The Global Mars was attacked by 20 pirates armed with automatic rifles on February 24, two days after leaving Port Klang in Malaysia with a cargo of 6,000 tonnes of palm oil products. Eight of the pirates took control of the tanker while the remaining 12 transferred the crew to a large fishing boat where they were blindfolded and held hostage for 13 days.
Mr Bowring said the Global Mars was spotted near Hong Kong and the authorities were alerted. A number of planes were launched to search for the vessel and when it was spotted in mainland waters, the Beijing authorities were notified, resulting in the arrest of the vessel. The ship has since been returned to its owner with some of the cargo still on board.
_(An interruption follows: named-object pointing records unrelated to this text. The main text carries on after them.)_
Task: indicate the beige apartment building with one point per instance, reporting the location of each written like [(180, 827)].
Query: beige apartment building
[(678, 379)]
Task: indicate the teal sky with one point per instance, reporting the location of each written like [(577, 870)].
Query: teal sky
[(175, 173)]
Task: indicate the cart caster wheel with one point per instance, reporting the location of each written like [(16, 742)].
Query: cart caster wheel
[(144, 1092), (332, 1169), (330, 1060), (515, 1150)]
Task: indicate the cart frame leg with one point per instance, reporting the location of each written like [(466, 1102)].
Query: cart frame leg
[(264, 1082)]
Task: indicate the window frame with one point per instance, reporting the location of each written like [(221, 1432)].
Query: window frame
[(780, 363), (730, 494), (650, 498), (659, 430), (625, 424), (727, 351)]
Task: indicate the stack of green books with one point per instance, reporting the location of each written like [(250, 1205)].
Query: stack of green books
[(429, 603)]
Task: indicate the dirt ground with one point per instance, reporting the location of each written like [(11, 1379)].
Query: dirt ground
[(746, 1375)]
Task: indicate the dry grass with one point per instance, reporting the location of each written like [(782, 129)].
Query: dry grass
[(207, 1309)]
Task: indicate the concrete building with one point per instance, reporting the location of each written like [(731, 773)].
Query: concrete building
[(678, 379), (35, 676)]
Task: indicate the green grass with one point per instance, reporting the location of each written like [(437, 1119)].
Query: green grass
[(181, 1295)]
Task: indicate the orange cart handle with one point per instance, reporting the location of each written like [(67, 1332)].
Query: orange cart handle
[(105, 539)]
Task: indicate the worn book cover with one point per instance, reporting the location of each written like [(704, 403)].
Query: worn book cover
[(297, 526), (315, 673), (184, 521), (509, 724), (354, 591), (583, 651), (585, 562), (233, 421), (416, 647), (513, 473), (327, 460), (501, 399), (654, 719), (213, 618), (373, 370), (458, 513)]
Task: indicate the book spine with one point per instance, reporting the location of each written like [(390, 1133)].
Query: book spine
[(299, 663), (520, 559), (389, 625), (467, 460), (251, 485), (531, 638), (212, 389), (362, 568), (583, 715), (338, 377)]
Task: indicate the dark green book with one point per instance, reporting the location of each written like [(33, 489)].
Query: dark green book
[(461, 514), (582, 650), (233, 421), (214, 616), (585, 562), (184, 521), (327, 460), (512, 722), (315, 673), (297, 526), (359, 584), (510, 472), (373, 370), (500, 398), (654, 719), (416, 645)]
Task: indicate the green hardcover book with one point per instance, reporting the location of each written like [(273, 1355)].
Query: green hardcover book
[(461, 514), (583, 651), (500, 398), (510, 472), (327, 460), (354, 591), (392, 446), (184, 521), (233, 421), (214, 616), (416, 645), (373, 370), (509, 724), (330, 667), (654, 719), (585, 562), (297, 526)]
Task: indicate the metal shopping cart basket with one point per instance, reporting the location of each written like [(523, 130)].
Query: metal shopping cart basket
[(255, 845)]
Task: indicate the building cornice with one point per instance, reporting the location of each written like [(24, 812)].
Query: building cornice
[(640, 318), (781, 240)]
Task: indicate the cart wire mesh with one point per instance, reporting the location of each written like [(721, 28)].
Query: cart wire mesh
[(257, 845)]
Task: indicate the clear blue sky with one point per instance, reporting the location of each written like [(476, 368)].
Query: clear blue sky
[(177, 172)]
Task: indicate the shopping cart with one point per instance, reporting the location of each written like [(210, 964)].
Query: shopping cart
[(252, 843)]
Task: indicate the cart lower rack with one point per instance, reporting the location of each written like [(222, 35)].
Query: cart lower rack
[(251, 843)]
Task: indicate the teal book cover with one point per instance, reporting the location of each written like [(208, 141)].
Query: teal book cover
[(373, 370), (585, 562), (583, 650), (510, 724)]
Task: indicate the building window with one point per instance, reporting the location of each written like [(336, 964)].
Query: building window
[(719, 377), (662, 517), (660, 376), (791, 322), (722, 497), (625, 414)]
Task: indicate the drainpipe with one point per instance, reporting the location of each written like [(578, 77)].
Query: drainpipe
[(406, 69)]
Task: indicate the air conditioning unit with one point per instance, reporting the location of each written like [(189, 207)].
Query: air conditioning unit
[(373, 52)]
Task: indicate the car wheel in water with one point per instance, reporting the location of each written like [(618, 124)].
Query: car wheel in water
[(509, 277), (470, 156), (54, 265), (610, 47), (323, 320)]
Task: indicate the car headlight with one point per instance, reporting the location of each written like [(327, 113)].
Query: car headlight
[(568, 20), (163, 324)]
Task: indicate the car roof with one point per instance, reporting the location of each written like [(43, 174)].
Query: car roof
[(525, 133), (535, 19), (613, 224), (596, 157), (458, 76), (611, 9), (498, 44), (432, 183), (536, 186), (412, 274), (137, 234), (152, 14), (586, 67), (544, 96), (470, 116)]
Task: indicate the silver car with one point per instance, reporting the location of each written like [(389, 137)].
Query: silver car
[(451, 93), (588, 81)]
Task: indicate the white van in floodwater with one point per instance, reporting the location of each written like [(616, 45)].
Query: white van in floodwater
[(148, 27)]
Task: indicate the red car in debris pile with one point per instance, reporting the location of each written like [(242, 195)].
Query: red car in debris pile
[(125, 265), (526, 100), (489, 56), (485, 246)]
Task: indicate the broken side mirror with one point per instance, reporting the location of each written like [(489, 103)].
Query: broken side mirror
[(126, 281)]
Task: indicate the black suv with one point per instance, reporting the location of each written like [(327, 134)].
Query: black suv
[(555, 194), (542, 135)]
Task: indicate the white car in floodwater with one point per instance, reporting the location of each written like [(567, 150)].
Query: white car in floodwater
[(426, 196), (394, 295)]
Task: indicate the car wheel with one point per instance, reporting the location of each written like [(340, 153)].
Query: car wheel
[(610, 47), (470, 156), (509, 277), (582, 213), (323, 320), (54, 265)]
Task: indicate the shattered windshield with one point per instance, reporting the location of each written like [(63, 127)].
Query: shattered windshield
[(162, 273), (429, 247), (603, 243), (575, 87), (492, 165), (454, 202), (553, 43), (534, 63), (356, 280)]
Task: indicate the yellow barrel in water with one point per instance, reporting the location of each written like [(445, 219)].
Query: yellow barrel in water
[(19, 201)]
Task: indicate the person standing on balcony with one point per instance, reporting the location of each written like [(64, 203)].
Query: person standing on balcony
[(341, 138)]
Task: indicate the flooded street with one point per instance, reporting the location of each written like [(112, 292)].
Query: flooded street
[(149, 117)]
The Alondra Rainbow was also similarly recovered by Indian authorities last year.
'This sort of co-operation [between different jurisdictions] is going to happen more and more in the future,' Mr Bowring said.
The cases were significant as they showed that the idea of hijacking a ship and disposing of its stolen cargo was not going to be as easy as before due to the involvement of various governments.
Earlier, the Beijing authorities came under harsh international criticism for releasing 16 suspected Indonesian pirates after the Tenyu was found operating in a southern mainland port under the name Sanei 1 at the end of 1998.
However, since then the authorities have taken a tough stand against pirates found on board ships hijacked in Southeast Asia and then trading as 'phantom ships' in southern mainland ports.
Earlier this year, the mainland executed 13 pirates for hijacking the Hong Kong-owned Cheung Son and clubbing 23 seamen to death - the country's biggest piracy case in 50 years. It has also sentenced a Myanmar pirate to death and jailed 13 for hijacking the Taiwanese cargo ship Marine Master in March last year.
Southeast Asia was the scene of more than half of the 285 piracy cases reported worldwide last year. It was also the site of 158 of the attacks, up from 99 the year before.
According to the IMB, piracy attacks worldwide rose an alarming 40 per cent in the first six months of this year. Of the 161 attacks reported in the period, about 56 took place off Indonesia. In addition, 18 attacks took place off Bangladesh and a further 14 apiece in both Indian waters and the Straits of Malacca.
'Ships calling at the Indonesian ports of Belawan, Jakarta, Merak, Samarinda and Tanjung Priok have reported numerous pirate attacks while at anchor and at berth,' the IMB said, adding during the past two months, there had been an increase in attacks in the Straits of Malacca.
Both the Malaysian and Indonesian authorities have been notified of the problem and reportedly increased patrols along the waterway.